Mary talks to the mom of the little boy. While Dean and Sam are off on their very busy night digging up corpses, she goes back to the house, where she encounters the boy again. They call her on the phone, and she tells them the ghost is still there, it didn’t work. She encounters a grown male ghost (Cameron Grierson), the father of one of the ghostly children. He lays a hand on her chest but the boys burst in. She has ectoplasm coming out of her eyes so they know she is possessed by the ghost. The ghost child tells them “basement”. Sam runs to the basement and breaks down a wall and finds the man’s corpse while Dean restrains their mom. They burn the corpse and he goes poof-and all the ghostly children show up, then swirl away.
It turns out that the father of the ghost girl buried himself in the basement and died slowly. As a ghost, he collected children to assuage his loneliness.
Rowena is having a cup of tea on the veranda when Cas and Crowley show up to rescue her. She tells them that even though she is out of the business she will help them if they need help with Lucifer in the future.
Dean tells his mother, sincerely, that she solved the case. She counters that she needed to be rescued, but he points out that they didn’t know what was going on at all.
But it’s not a happy ending. Mary says that she misses John. She misses her children and is still in mourning for them. Sam says they are right there. She says she misses baby Sam and little boy Dean. She says she loves them but she has to leave. Sam accepts her hug but Dean turns away from her, which breaks my heart. It also makes me sure, once again, that Sam is more emotionally healthy because he has always had Dean to take care of him while Dean has had no one.
This is a very good episode, full of the family interactions that set Supernatural apart from other shows. It also showed female characters being proactive and brave. Rowena got a win for once, and against Lucifer, who has come close to killing her in the past. She may actually be maturing after all her years of life. Mary was smart, independent, and sensitive.

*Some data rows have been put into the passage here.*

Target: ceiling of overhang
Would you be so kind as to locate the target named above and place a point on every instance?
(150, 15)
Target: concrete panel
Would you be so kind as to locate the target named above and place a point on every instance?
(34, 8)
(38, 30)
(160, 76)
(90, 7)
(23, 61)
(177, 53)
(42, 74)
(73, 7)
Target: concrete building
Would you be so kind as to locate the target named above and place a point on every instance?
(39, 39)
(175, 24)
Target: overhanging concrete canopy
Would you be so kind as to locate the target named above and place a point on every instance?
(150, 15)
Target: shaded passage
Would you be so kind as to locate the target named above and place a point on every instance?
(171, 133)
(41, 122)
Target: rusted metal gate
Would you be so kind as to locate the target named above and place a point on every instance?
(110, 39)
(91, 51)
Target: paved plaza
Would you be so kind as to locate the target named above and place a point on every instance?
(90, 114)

There’s a parallel between Mary’s situation and the events that transpired. Mary could understand what was going on with the ghost because she is mourning her children. She empathized with the mother of the lost boy. If you stretch it a bit, you could see that she is the same as the man who chose to barricade himself in the basement with his grief. But she is making another choice, the choice to go on with her life and let go of the ghosts of her past. I do think she’s selfish. She hurt Dean, how could I not think that? But she knows that they have survived without her all of these years and will again. And it won’t be that bad. She’s still in the same world and won’t ever quit loving them. Kudos to the writers for creating a parallel that is both apt and meaningful.
I think Dean takes after his mom a lot. I always wondered if that would be the case, since John and Sam clashed and that’s usually what happens with the kid that’s most like you. It seemed likely that Dean and his mom would have a lot in common because he got along well with his dad.
With everything new that was introduced in last season’s ending at least temporarily resolved, what is next? A return to stand-alone hunts, I imagine. Next week they are visiting a very religious family and the previews show them dressed as priests.
Supernatural airs at 9pm/8c on Thursday nights on the CW.